有人皱着眉头问阮甜甜:“生什么事了?哪里有危险?”
阮甜甜抿着嘴,一句话也说不出来。
雌竞仿佛是某些女人的本能。
阮甜甜第一眼看到关宝珍那出众的美貌,心里就先不爽了三分。
第一次见面,关宝珍坐在马春梅身后,她确实没注意到关宝珍是孕妇,但阮北行调戏,明显觉得关宝珍好看,阮甜甜就很不爽了。

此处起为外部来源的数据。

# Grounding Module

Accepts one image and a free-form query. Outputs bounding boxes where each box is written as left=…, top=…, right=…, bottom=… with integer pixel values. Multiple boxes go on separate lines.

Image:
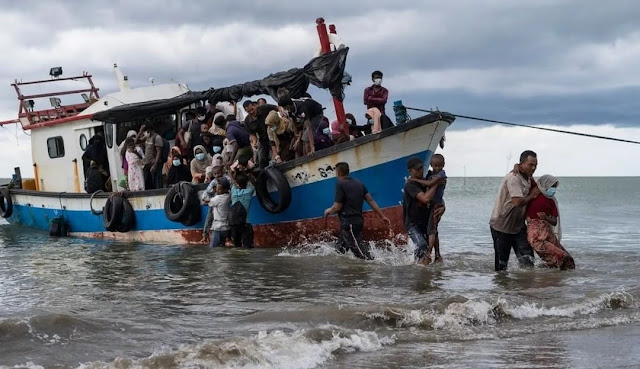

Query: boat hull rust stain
left=71, top=206, right=406, bottom=247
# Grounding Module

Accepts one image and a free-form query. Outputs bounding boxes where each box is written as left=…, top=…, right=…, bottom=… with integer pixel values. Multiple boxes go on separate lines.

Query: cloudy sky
left=0, top=0, right=640, bottom=177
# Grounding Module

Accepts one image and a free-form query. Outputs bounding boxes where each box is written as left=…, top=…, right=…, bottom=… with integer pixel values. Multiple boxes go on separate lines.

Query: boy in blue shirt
left=229, top=171, right=256, bottom=249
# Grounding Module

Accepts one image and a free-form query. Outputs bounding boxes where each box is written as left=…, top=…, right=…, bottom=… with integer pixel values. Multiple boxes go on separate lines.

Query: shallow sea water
left=0, top=178, right=640, bottom=368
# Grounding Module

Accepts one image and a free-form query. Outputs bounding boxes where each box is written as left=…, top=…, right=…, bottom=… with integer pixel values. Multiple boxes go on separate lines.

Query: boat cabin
left=0, top=64, right=197, bottom=193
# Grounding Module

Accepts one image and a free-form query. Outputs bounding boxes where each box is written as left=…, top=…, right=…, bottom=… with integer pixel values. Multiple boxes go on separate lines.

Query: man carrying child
left=402, top=155, right=447, bottom=265
left=229, top=170, right=255, bottom=249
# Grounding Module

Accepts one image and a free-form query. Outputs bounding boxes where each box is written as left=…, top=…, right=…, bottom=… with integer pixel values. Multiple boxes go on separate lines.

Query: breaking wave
left=362, top=291, right=638, bottom=330
left=0, top=314, right=96, bottom=344
left=75, top=325, right=395, bottom=369
left=277, top=235, right=414, bottom=266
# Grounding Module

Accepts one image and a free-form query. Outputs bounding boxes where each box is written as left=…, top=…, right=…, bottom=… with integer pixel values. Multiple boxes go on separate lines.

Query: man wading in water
left=489, top=150, right=540, bottom=271
left=324, top=163, right=391, bottom=260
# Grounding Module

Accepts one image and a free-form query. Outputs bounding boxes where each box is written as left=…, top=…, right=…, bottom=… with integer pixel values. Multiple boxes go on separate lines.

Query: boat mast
left=316, top=18, right=349, bottom=136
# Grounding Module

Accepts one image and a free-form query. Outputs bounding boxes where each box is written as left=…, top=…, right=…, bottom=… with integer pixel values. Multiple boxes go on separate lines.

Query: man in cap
left=489, top=150, right=540, bottom=272
left=324, top=163, right=391, bottom=260
left=402, top=157, right=447, bottom=264
left=364, top=70, right=389, bottom=115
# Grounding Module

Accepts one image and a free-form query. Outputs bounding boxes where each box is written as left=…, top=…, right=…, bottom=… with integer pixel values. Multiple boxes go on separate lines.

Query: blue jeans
left=209, top=231, right=229, bottom=247
left=489, top=226, right=534, bottom=272
left=407, top=225, right=429, bottom=260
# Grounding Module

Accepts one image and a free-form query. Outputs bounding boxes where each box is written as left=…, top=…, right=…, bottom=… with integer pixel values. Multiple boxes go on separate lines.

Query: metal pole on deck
left=316, top=18, right=349, bottom=136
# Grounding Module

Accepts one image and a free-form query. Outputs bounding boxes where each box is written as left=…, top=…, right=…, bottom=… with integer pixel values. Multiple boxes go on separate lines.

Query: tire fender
left=0, top=187, right=13, bottom=218
left=256, top=167, right=291, bottom=214
left=102, top=194, right=124, bottom=232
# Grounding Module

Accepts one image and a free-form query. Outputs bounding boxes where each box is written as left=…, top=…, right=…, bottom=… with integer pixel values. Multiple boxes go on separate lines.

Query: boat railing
left=0, top=72, right=100, bottom=129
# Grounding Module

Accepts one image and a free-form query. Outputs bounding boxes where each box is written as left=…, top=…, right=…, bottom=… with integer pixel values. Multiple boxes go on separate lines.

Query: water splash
left=79, top=325, right=395, bottom=369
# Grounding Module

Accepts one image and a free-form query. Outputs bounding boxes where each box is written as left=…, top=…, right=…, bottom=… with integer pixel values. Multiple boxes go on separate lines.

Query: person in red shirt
left=364, top=70, right=389, bottom=115
left=526, top=174, right=576, bottom=269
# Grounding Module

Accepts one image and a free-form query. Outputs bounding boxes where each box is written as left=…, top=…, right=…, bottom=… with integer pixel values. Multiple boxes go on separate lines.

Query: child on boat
left=209, top=177, right=231, bottom=247
left=229, top=171, right=256, bottom=249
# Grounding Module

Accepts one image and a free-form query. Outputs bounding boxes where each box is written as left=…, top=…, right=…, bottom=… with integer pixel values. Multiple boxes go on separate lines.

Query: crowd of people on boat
left=77, top=71, right=394, bottom=247
left=324, top=150, right=575, bottom=271
left=83, top=71, right=394, bottom=192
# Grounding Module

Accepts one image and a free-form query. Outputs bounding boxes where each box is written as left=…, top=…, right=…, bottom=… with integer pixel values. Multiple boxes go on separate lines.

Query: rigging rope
left=405, top=106, right=640, bottom=145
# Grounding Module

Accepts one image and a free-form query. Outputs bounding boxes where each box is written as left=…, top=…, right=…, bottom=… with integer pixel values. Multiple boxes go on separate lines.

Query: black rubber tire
left=256, top=167, right=291, bottom=214
left=118, top=197, right=136, bottom=233
left=0, top=187, right=13, bottom=218
left=180, top=204, right=202, bottom=227
left=102, top=195, right=124, bottom=232
left=164, top=182, right=200, bottom=222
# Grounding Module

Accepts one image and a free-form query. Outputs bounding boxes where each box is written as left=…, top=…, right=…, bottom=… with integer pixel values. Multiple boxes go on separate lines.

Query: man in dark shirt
left=223, top=120, right=253, bottom=165
left=402, top=157, right=446, bottom=264
left=242, top=101, right=278, bottom=168
left=278, top=96, right=324, bottom=155
left=324, top=163, right=391, bottom=260
left=364, top=70, right=389, bottom=115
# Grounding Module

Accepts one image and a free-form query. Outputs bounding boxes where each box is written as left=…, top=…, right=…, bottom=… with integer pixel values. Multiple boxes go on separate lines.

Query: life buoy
left=164, top=182, right=201, bottom=226
left=118, top=197, right=136, bottom=233
left=256, top=167, right=291, bottom=214
left=0, top=187, right=13, bottom=218
left=102, top=194, right=124, bottom=232
left=313, top=33, right=346, bottom=58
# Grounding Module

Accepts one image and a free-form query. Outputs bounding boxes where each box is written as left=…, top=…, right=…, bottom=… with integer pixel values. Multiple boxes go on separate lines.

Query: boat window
left=104, top=123, right=113, bottom=148
left=47, top=136, right=64, bottom=159
left=80, top=133, right=87, bottom=151
left=115, top=114, right=178, bottom=146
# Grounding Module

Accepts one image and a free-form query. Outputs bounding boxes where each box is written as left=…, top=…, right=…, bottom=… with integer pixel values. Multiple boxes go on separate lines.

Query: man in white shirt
left=215, top=101, right=244, bottom=122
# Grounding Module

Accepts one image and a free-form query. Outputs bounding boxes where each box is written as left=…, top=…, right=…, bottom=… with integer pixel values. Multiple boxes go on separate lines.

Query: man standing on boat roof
left=278, top=96, right=324, bottom=155
left=324, top=163, right=391, bottom=260
left=489, top=150, right=540, bottom=271
left=402, top=157, right=447, bottom=264
left=136, top=120, right=166, bottom=190
left=243, top=101, right=278, bottom=168
left=364, top=70, right=389, bottom=115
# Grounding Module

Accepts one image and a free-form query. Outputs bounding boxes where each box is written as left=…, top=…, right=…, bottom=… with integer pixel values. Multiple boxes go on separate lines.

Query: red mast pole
left=316, top=18, right=349, bottom=136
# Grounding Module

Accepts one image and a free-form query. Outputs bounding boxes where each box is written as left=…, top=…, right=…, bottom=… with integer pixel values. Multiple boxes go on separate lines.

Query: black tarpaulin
left=91, top=91, right=209, bottom=123
left=209, top=47, right=349, bottom=104
left=91, top=47, right=349, bottom=123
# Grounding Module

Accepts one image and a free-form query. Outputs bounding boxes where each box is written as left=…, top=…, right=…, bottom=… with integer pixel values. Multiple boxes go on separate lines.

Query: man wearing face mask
left=364, top=70, right=389, bottom=115
left=177, top=107, right=207, bottom=160
left=167, top=155, right=191, bottom=186
left=136, top=121, right=164, bottom=190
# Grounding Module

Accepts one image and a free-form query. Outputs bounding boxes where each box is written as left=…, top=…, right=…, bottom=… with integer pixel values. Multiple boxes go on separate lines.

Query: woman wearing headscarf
left=264, top=110, right=295, bottom=163
left=125, top=137, right=145, bottom=191
left=162, top=146, right=182, bottom=176
left=167, top=149, right=191, bottom=186
left=364, top=108, right=393, bottom=134
left=191, top=145, right=212, bottom=183
left=118, top=130, right=137, bottom=176
left=526, top=174, right=576, bottom=269
left=209, top=112, right=227, bottom=140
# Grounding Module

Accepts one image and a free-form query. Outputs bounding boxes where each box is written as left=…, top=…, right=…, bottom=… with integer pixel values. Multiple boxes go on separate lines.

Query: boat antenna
left=405, top=106, right=640, bottom=145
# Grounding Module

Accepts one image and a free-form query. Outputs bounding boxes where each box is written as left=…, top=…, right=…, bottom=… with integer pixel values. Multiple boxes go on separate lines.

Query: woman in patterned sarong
left=527, top=174, right=575, bottom=269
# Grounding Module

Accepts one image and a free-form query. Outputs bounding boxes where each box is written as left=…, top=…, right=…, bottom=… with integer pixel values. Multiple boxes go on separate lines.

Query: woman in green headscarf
left=526, top=174, right=576, bottom=269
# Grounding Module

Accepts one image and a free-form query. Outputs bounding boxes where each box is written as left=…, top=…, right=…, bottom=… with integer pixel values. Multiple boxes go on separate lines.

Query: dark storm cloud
left=0, top=0, right=640, bottom=128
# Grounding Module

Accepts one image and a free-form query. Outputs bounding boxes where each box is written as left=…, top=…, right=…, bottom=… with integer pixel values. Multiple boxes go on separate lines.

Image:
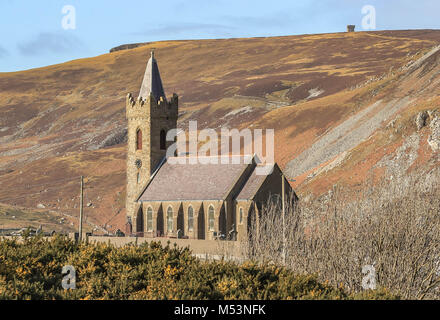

阮甜甜眼珠一转,一个念头闪过脑海——这或许是个好机会。
她心虚地摇摇头,盯着关宝珍和华砚星看,一边把嘴巴闭得紧紧的,那副神情,活脱脱就是一副“我看到了,但我不能说”的样子。
她到底看到什么了?
她看到一个挺着大肚子的孕妇,和一个年轻俊朗的男人站得很近。
孤男寡女的,站得那么近,又引得阮甜甜一个小姑娘吓得尖叫。
他们刚才……该不会是在做什么见不得人的事吧!
关宝珍被这阵仗弄得莫名其妙。
她和华砚星今天之前,除了见面时客套地叫过一声“大哥”,华砚星点过一次头,就再没任何交集,连正经话都没说过一句。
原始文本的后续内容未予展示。